One note, some committees display a note at the starts of their videos: “The use of duplications of broadcast coverage of the Committee on Transportation is governed by the rules of the House. Use for political or commercial purposes is expressly prohibited.” I hope no one takes that message seriously, and I wonder what legal basis this message has. I don’t believe I am subject to the rules of the House.
This topic goes a long way back. See Carl Malamud’s work for more.
Additional notes:
Jim Snider replied to this on the OHP list saying that House Commerce had links to some webcasts which were not actually working, but noted that it was probably a glitch. He also wrote, “The last time I checked several years ago House Commerce Committee transcripts were running at least a year late and sometimes several years late. The public record included in the transcripts also may not include follow-up correspondence on the public record between witnesses and the committee. In 1994 I wrote a master’s thesis on video access to public meetings, and in 1999 an op-ed in the Chicago Tribune, “Senate Hypocrisy Over “Hot” Testimony,” on how Congress inhibits public access to their public meeting video archives.”

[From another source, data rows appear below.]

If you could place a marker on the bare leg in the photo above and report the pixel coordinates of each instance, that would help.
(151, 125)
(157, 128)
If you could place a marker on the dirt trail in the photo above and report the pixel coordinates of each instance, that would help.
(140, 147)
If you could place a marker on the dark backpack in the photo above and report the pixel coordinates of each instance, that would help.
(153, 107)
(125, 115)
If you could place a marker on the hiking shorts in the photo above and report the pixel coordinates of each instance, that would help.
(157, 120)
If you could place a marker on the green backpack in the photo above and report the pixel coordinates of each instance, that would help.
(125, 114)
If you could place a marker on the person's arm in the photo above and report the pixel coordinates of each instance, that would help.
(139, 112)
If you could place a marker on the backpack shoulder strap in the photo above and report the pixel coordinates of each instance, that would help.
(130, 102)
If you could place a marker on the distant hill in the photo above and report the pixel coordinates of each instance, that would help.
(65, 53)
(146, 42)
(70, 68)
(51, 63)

Aphid pointed out a Metavid wiki page for congressional video availability. I seem to have duplicated some work, and I’ll need to check if I can update that page with anything new. UPDATE: Aphid also notes there that because many of the video streams are in a proprietary format, it may be illegal under the DMCA law to archive these videos. This along with the restrictions noted in House Rules is a major point to be addressed in the future.
UPDATE 2:
What can committees do going forward?
* For the sake of archives and use by professional journalists, provide a stream that is high-quality (it probably exists but just isn’t public).

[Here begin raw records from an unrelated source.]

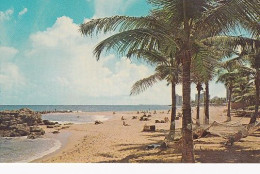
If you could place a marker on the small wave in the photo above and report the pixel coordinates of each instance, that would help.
(57, 145)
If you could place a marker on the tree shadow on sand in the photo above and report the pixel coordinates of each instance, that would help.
(237, 153)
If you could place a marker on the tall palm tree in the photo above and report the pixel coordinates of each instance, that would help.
(247, 51)
(166, 69)
(181, 23)
(244, 91)
(227, 74)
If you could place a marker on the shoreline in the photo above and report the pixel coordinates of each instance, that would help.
(114, 142)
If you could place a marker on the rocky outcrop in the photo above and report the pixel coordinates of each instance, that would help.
(23, 122)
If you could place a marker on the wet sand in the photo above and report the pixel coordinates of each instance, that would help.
(114, 142)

* Similarly, provide the streams at least additionally in a format that does not make it a violation of federal law to copy (again, it’s a problem regardless of whether the committee says “go ahead”).
* Remove any additional assertions (e.g. House Rules) on how congressional video may be used. Either it is public or it is not. It is an affront to free speech if Congress thinks government records, of all things, should be off-limits to any part of public discourse.
* Partner with experts in the public — e.g. Aphid and Carl Malamud — on establishing goals for congressional video.